Perspectives from the Floor: The Middle Path Emerges
When I opened the floor for audience questions and observations, I heard several requests for a hybrid solution; one that maintains the rigor of traditional degrees while demanding their transformation.
One university leader encapsulated it aptly: “Don’t abandon traditional education, but adapt it. We need discipline-specific knowledge, but also soft skills, critical thinking, and adaptability to meet an unpredictable future.”
Another participant questioned the foundational assumption of the motion itself: “Are we really dealing with a degree problem or a job creation problem? Even 10,000 Harvard graduates couldn’t be absorbed by many African economies today.”
Several raised concerns regarding equity and access; abandoning university systems would only deepen socio-economic gaps unless alternative models are scaled widely and affordably.
As a moderator, these moments reminded me how complex and connected the issue is. Curriculum reform alone cannot fix structural job market limitations. At the same time, job creation alone cannot solve skills mismatches.

Key Takeaways: From Confrontation to Convergence
By the time we reached for closing statements, I noticed a slight change in the room:
· Degrees are important but not sufficient
· The problem is not with offering traditional degrees, but how they are designed, delivered and aligned with evolving needs
· An effective system would combine theoretical depth with practical training, industry exposure, and the ability for students to shape their own future.
· The broader ecosystem – economic and regional policy, infrastructure, innovative ecosystems – shapes an individual’s prospects of success after graduation, not just curriculum.
There was an agreement on the need for curriculum reform, pedagogical innovation and industry-academia partnerships, but they must be tailored to Africa’s own unique needs and demographics. As Dr Thwala concluded: “We are not saying degrees are useless. We’re saying they must evolve. The butterfly cannot fly if it stays trapped in the cocoon of tradition.”
Final Poll Results and a Lasting Conversation
The debate ended with a concluding vote. The motion that traditional degrees no longer prepare Africa’s youth for real jobs had demonstrably attracted more support than in the first round.
However, the members who voted “for the motion” admitted that their goal was not abolition, but transformation. Likewise, those “against the motion” acknowledged the importance of ongoing reform and responsiveness.
In my closing remarks, I addressed the room and emphasised this is not a binary issue. It’s a continuum and a call to action. Whether they voted for or against, what matters now is how we reshape higher education to serve out continent better.
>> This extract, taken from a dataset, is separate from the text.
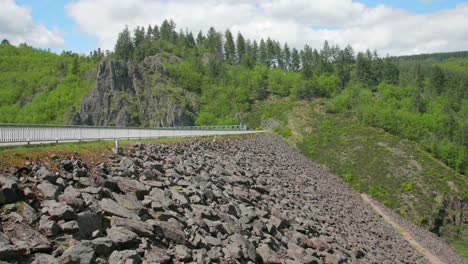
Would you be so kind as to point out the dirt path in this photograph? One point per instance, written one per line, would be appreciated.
(426, 253)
Conclusion: From Debate to Design
Moderating this debate made me realise that the question of whether degrees prepare Africa’s youth for real jobs was no longer the main issue.
The deeper question is whether we as educators, policymakers, and institutions are ready to rethink what a degree could mean.
The answers will not come from single reform. They will emerge from innovation, teamwork and continuous dialogue, which this session shows, Africa’s higher education leaders are ready for.